The implicit goal of TMS 402 is that special masonry shear walls be fexure-dominated and ductile. The code indirectly encourages designs that meet this goal through prescriptive requirements for distribution of reinforcement, limitations on bar diameters, maximum reinforcement restrictions, and other provisions, but these requirements may not be suffcient to produce ductile behavior. When a special shear wall has a shear-span-to-depth ratio Mu/(Vudv) greater than one with a well-designed plastic hinge zone (Paulay and Priestley 1992), these requirements plus the required capacity-based design for shear generally result in fexure-dominated, ductile behavior. However, when a special shear wall has a shear-span-to-depth ratio less than one or a high axial load, the same combination of prescriptive requirements may still result in a wall that is shear-dominated and brittle. This is often the case for low-rise masonry buildings, which constitute most masonry construction in the United States.

 

[MrHershey]

Perhaps picking nits here, but I'd stop short of saying NEHRP 'recommends' using an R of 1.5. That's an example and you're certainly welcome to follow it, but I don't think I'd buy that this is the approach NEHRP recommends using. They pretty explicitly avoid recommending anything: 'This guide does not address the complexity or repercussions of this possibility, nor does it advocate one approach or another to address it'.

 

[DCBII]

You're right: "recommends" is the wrong word. They fall short of proposing any other alternatives to this approach though. They've identified a problem where the codes don't match reality, and offered one potential solution.
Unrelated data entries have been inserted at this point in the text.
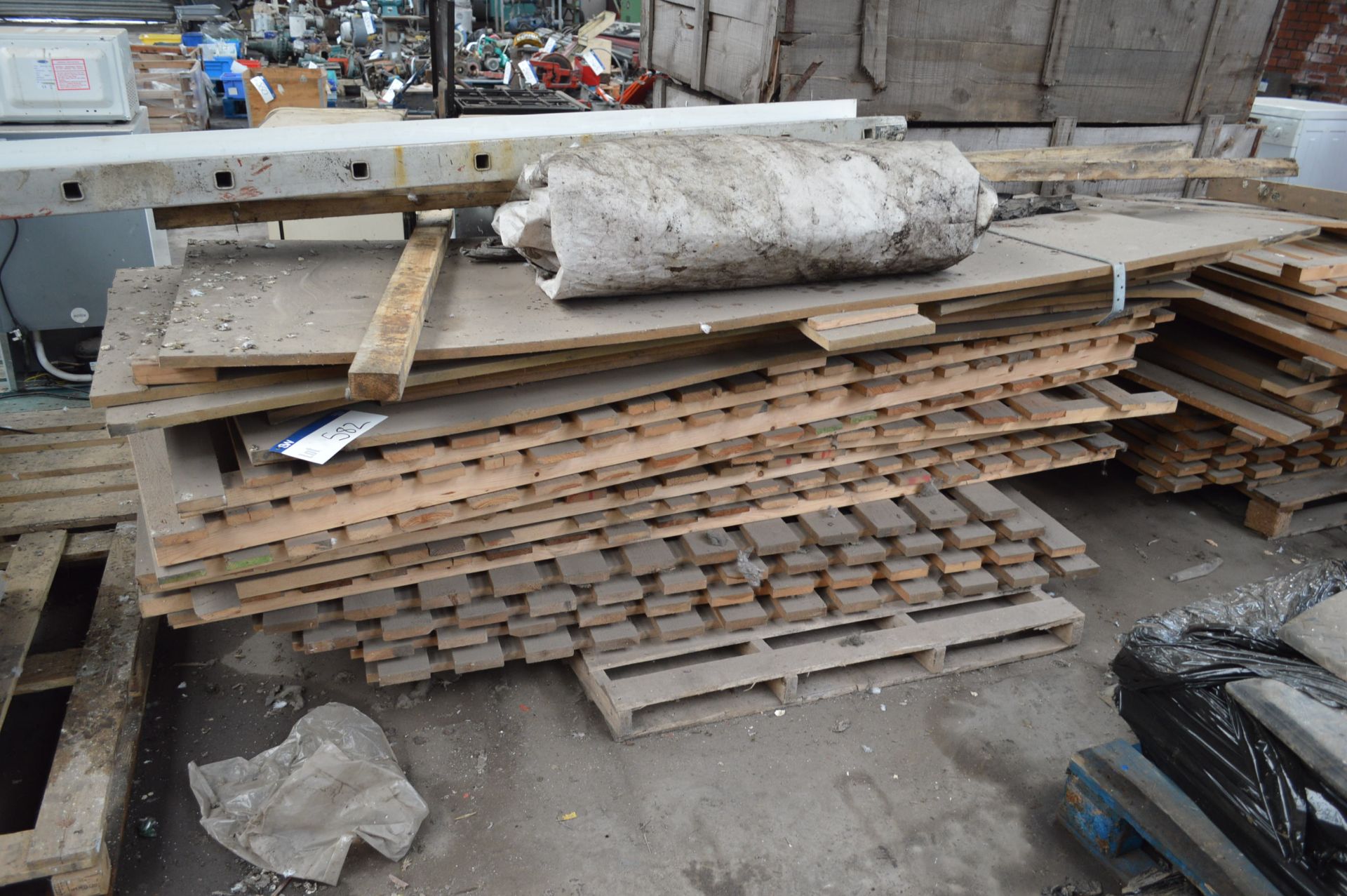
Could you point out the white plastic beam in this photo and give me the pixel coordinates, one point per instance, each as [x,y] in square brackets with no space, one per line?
[192,168]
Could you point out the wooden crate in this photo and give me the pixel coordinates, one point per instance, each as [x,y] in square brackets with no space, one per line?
[84,808]
[291,88]
[965,61]
[666,686]
[174,92]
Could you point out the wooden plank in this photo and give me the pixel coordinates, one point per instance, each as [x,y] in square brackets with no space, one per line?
[266,593]
[48,671]
[859,336]
[65,421]
[1059,42]
[875,41]
[384,359]
[1136,170]
[1285,197]
[1297,490]
[184,541]
[701,36]
[514,519]
[1209,46]
[1318,420]
[869,316]
[54,464]
[70,829]
[1320,634]
[1057,540]
[741,671]
[48,487]
[1228,407]
[29,577]
[80,547]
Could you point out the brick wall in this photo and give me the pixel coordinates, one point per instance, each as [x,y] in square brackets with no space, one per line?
[1311,48]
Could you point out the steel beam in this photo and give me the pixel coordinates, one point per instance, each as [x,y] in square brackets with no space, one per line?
[465,159]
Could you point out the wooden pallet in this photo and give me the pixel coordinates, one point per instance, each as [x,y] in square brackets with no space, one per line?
[64,471]
[1299,504]
[84,808]
[662,688]
[1129,814]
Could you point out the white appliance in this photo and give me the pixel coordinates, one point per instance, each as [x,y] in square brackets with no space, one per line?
[67,74]
[1313,134]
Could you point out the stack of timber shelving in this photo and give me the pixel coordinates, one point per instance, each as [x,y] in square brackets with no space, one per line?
[736,480]
[1260,366]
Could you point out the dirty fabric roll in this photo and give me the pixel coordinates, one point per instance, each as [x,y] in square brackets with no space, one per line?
[669,213]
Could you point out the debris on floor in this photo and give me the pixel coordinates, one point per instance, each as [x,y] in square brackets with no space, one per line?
[295,809]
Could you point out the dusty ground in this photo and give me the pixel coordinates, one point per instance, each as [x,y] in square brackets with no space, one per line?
[957,795]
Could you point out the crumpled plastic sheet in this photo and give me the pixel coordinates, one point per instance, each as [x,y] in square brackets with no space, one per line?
[297,808]
[1172,671]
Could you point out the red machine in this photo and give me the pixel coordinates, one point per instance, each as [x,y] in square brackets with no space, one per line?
[556,72]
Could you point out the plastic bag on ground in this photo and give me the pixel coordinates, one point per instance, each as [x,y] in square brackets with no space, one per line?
[1172,671]
[297,808]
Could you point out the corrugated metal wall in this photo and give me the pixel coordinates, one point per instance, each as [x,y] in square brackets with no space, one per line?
[89,10]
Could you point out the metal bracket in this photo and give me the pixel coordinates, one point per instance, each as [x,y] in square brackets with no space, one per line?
[1120,274]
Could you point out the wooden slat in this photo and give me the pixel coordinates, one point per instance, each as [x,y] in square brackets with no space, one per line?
[46,671]
[29,577]
[70,829]
[1228,407]
[861,336]
[384,357]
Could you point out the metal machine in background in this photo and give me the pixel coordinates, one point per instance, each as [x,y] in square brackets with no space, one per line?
[55,271]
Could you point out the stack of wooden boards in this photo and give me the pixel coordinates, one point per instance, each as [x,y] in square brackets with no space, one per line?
[76,651]
[62,469]
[638,480]
[1260,366]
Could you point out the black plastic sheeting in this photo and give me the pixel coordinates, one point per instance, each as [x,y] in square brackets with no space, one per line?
[1172,671]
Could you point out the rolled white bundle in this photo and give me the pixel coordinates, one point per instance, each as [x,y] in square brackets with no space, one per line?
[671,213]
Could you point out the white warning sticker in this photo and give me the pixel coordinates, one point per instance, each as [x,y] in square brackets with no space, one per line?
[43,76]
[70,74]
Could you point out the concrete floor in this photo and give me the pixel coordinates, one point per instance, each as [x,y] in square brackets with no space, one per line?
[957,795]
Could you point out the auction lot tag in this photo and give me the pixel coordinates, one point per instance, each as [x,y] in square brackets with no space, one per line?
[326,436]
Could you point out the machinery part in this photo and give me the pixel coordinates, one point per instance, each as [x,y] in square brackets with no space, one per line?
[803,210]
[477,161]
[556,72]
[51,368]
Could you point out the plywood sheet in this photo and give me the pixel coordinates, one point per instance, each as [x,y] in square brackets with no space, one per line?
[309,304]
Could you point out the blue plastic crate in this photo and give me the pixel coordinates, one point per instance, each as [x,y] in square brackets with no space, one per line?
[217,69]
[234,85]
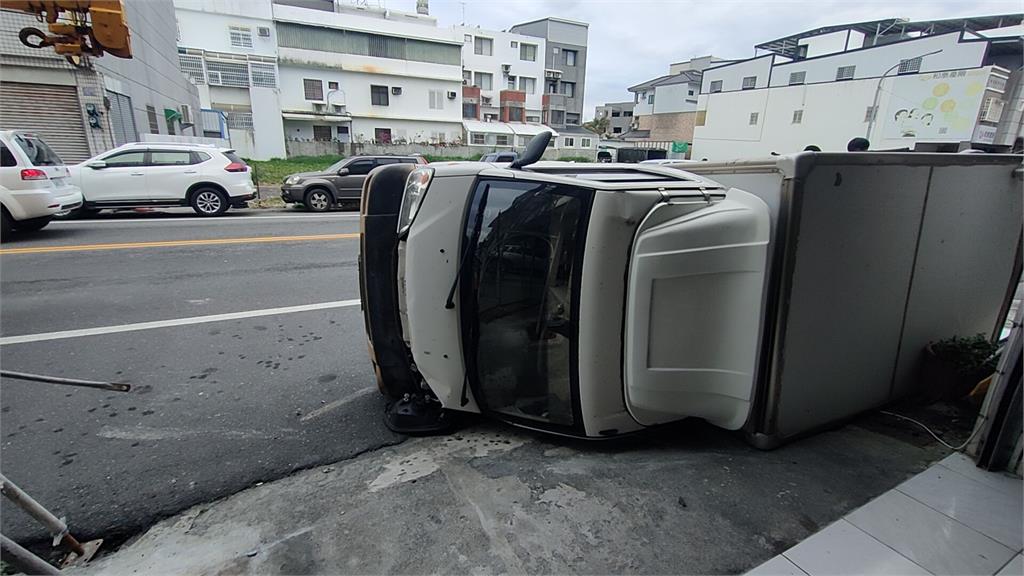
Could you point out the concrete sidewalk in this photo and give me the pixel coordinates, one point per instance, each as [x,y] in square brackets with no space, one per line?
[688,498]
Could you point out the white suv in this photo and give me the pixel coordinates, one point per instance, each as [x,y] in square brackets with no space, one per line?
[210,179]
[34,182]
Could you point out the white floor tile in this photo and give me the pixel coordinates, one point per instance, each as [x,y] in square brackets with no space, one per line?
[965,465]
[842,548]
[993,512]
[778,566]
[1014,568]
[931,539]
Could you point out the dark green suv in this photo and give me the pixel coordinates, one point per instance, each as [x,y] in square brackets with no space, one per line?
[338,184]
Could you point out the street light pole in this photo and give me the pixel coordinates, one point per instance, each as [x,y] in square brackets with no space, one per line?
[878,90]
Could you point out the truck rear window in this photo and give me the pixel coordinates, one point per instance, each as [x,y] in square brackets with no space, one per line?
[39,154]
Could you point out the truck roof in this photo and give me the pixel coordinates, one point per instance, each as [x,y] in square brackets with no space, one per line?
[597,175]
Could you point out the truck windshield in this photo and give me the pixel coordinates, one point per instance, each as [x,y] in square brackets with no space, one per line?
[525,241]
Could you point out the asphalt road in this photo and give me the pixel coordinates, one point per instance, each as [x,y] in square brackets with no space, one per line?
[216,406]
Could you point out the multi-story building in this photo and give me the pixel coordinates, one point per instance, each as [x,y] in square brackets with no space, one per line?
[665,108]
[620,117]
[938,85]
[82,112]
[565,69]
[501,64]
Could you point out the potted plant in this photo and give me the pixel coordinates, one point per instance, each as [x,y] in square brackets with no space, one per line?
[954,366]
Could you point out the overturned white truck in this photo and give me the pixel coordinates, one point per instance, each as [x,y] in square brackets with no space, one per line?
[596,299]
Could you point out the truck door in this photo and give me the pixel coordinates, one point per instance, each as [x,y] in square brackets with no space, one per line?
[693,311]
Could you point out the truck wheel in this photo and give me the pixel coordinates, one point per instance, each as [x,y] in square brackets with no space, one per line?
[33,224]
[317,200]
[209,202]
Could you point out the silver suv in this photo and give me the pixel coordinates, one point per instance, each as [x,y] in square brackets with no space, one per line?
[338,184]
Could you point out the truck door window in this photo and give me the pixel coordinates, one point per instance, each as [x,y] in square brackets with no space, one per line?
[524,260]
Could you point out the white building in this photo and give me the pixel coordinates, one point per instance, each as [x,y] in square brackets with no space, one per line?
[229,50]
[496,62]
[941,85]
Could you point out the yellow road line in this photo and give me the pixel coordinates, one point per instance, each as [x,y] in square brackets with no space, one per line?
[175,243]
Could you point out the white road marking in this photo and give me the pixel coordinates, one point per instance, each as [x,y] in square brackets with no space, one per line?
[337,404]
[25,338]
[224,219]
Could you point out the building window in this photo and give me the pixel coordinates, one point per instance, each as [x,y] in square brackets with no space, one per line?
[322,133]
[242,37]
[263,75]
[312,89]
[911,66]
[482,80]
[378,95]
[845,72]
[436,99]
[527,52]
[483,46]
[151,113]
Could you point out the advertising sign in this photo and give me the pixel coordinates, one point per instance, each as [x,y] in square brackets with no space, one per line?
[941,106]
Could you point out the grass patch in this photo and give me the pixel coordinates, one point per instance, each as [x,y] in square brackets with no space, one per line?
[274,170]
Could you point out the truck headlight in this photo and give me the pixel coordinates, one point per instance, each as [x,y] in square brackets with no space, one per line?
[416,189]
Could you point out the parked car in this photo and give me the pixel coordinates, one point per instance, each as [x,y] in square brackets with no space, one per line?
[208,178]
[338,184]
[500,157]
[34,182]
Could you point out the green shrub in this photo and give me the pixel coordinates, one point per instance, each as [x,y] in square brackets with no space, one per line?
[274,171]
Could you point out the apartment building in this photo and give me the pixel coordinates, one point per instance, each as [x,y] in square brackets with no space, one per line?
[937,85]
[564,69]
[620,117]
[108,103]
[499,65]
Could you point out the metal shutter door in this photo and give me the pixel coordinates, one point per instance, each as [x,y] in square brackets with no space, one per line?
[122,119]
[51,112]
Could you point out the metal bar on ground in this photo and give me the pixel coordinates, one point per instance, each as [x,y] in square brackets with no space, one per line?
[24,560]
[113,386]
[56,526]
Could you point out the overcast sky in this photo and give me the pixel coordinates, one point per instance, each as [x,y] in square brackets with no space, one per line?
[635,40]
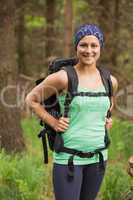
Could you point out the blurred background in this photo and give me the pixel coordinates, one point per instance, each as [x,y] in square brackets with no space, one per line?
[32,34]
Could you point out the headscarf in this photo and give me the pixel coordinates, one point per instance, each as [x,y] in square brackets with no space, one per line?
[88,29]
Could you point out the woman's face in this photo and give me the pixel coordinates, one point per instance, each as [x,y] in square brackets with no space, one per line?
[88,50]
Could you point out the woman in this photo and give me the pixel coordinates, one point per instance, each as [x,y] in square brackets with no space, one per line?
[85,128]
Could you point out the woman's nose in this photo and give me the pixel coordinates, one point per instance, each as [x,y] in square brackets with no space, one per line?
[88,49]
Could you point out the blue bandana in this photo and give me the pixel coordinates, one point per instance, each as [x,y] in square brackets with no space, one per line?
[88,29]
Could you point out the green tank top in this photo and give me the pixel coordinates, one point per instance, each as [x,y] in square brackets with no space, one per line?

It seems like a sensible approach... better than pretending I have a ductile system because I've met a few prescriptive requirements, and then taking an 80% reduction (R=5) in my seismic forces based on that assumption.

 

[KootK]

Thanks very much for reporting back on this DCBII. I'd thought I'd responded but apparently did not. I was going to give a similar response. Namely, that I almost never encounter a masonry shear wall system that I would expect to be governed by flexural response. They're generally squat and dominated by shear behavior in which case the question of flanges becomes pretty irrelevant. Or, I suppose, it's hyper relevant in that they clearly should not be envisioned as flanges in the flexural sense.

It seems to me that this is NEHRP's recommendation irrespective of any goofy disclaimers their lawyers may have foisted upon them. They've made it pretty clear what they think the issue is and how it should be addressed by a qualified designer. I don't base my work on the assumption that I'll eventually find myself in court but, if I did find myself in court, I'd love to trot out the NEHRP stuff and suggest that I'm on the right side of modern industry thinking, even if the final decision rests with me. And I'd loathe to be in the opposite position.

I like to debate structural engineering theory -- a lot. If I challenge you on something, know that I'm doing so because I respect your opinion enough to either change it or adopt it.